サビの部分の歌詞はめちゃくちゃ時間がかかりましたね。リフレインする歌詞もいいなって思ったんですけど、似ている言葉でリフレインっぽく続いていけたらいいなっていうのは、デモを聴いて思っていたので、英単語を上手い具合にはめていって、自分も歌っていて高まっていくように意識していました。歌いづらい言葉とか、テンションの上がりがいまいちなものよりは絶対にそっちのほうがいいので、家でも歌いながら書いていたんです。

-ラップに挑戦していますけど、もともとロックだけじゃなくヒップホップも通ってきていたんですよね?

そうですね。ヒップホップはすごく好きで、よく聴いています。まぁ......できないと思って聴いていたんですよ(笑)。自分ができないことをできる人って、めちゃくちゃカッコいいなと思っていて。ただ、それでもやってみたいっていう欲も出てきたんです。難しいのはわかっているんですよ、できてたらもうやってるので(笑)。難しそうだけど、やれるだけやってみようということで挑戦しました。

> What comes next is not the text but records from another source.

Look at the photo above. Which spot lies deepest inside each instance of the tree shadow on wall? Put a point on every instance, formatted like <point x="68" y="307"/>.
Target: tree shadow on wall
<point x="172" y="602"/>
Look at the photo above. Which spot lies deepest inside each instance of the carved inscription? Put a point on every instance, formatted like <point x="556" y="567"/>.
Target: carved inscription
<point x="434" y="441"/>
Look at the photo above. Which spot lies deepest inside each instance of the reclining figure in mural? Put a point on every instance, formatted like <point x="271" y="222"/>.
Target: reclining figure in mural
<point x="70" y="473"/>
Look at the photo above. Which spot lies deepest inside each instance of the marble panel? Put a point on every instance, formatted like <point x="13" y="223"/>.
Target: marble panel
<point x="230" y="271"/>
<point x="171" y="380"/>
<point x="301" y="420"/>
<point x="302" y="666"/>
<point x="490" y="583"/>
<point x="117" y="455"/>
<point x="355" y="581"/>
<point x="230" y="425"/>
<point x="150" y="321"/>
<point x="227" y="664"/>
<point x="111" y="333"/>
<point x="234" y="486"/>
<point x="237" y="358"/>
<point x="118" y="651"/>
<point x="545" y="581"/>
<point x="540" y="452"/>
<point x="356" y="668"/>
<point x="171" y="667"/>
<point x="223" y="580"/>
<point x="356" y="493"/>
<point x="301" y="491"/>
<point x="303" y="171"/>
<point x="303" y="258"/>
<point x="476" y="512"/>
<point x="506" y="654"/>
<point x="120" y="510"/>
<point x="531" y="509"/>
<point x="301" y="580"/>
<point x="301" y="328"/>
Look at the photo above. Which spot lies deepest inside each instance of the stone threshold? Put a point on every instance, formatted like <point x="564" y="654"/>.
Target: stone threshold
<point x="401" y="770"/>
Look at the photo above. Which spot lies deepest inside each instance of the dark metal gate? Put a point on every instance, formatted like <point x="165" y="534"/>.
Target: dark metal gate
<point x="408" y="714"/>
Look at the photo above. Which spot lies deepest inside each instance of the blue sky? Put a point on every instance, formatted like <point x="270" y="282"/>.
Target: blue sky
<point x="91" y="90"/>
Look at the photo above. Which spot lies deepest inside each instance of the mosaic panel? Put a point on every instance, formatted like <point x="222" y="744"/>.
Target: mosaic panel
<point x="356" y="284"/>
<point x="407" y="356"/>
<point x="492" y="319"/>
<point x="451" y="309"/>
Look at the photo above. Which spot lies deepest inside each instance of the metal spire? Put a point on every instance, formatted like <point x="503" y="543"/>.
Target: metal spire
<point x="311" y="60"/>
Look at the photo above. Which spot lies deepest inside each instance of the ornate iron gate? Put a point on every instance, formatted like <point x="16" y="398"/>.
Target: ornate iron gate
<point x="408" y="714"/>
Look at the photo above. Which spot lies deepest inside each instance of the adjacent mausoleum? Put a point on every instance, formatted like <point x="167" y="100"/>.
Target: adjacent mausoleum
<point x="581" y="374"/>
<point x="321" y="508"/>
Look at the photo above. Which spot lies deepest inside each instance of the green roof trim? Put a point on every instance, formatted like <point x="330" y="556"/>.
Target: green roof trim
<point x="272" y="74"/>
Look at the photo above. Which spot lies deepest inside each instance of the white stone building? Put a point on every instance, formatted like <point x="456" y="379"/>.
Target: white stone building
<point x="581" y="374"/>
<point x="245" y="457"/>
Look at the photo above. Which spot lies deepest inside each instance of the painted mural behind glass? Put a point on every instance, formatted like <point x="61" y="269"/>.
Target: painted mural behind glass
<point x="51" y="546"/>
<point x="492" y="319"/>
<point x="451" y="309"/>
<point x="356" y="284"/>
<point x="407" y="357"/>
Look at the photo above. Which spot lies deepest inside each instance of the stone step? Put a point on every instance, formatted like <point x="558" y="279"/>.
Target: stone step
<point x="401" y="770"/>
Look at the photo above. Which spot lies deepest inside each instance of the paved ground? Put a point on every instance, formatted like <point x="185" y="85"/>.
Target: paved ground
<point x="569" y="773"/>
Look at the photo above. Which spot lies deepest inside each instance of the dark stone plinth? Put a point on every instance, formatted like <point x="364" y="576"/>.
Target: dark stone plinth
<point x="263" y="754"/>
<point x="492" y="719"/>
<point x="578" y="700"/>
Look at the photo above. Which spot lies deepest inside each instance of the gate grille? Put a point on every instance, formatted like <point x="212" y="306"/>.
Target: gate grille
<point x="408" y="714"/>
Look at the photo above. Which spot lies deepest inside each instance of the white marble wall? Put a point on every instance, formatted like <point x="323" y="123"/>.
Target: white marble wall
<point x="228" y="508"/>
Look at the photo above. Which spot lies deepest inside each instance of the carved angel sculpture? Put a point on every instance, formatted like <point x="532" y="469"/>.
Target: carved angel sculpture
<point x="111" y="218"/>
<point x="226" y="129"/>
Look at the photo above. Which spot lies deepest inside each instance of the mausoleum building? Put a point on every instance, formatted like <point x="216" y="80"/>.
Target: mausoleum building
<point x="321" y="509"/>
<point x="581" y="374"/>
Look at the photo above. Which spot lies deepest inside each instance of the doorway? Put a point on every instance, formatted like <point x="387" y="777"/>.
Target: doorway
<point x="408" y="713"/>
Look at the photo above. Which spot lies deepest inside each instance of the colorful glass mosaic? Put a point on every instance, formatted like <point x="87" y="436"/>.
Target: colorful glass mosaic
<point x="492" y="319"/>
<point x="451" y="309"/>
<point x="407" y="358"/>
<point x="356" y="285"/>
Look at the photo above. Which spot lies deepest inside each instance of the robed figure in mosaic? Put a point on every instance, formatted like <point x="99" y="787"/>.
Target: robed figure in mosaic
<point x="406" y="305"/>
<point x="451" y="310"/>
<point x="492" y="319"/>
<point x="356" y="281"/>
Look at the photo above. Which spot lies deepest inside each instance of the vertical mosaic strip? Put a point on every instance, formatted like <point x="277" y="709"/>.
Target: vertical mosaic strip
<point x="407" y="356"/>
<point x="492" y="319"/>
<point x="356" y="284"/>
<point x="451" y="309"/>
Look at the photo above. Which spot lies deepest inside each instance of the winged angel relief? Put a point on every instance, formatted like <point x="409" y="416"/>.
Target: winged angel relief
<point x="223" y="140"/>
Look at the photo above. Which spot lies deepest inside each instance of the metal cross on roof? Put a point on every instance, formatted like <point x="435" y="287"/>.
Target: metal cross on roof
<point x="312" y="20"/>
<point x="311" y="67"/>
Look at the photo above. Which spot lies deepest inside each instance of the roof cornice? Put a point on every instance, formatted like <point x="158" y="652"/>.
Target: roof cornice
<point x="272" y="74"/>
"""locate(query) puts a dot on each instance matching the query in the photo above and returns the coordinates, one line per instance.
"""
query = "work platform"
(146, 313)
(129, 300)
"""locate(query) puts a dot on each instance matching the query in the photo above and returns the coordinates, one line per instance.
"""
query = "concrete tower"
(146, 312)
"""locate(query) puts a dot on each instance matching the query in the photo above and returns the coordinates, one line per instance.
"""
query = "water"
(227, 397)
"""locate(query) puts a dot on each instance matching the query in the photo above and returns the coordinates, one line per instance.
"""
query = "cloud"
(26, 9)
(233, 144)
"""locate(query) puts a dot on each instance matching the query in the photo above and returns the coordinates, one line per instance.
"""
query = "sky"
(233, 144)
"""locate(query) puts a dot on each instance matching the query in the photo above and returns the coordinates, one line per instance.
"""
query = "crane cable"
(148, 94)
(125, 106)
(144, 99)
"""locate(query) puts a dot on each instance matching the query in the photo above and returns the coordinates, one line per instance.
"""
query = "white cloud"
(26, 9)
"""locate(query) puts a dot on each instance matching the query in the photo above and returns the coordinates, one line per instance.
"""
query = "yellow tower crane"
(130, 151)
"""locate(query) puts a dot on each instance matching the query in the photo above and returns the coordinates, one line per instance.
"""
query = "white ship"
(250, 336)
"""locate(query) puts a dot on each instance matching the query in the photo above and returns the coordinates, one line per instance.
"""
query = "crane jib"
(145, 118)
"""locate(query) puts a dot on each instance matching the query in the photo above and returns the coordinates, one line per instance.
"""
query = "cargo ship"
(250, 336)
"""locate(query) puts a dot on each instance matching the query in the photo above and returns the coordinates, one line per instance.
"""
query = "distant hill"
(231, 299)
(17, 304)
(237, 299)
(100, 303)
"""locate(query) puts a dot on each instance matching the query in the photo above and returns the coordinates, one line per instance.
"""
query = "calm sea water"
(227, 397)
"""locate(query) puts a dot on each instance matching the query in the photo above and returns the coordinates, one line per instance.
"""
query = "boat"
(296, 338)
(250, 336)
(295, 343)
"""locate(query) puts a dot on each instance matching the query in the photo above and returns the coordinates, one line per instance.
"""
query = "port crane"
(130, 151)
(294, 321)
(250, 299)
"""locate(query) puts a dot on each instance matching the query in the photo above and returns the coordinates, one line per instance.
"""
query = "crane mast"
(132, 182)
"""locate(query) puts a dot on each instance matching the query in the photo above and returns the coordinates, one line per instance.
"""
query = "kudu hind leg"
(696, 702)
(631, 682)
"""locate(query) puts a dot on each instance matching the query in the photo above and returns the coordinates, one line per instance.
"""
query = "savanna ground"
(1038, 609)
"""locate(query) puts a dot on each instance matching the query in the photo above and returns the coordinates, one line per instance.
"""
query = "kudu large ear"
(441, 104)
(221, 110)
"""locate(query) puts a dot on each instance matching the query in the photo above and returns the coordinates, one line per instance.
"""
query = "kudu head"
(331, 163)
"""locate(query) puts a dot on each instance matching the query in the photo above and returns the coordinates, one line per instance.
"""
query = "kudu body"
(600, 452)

-普段から聴き込んでいるからか、初めてには思えないカッコ良さですよ。

良かったです。頑張って書いた甲斐がありました。やっている最中は"大丈夫かなぁ?"とか思っていたんですけど、スタッフさんに"ちゃんと成立してるから自信持って"、"ドヤって感じでやって"と言われて。そういった部分はお芝居に似ているなと思ったんです。キャラクターのセリフとかでも、プロフィールとかの情報がないときってあるんですよ。その中で自分なりに想像して、"きっとこういう性格の子だからこういう口調で言うのかな?"みたいな感じでセリフを発したときに、ディレクターさんとかに"その感じでいいよ、大丈夫"って言われて、安心して本番を演じられるっていう。そういった部分は一緒だなと思っていて。なので次のテイクからは自信満々にドヤドヤやってました(笑)。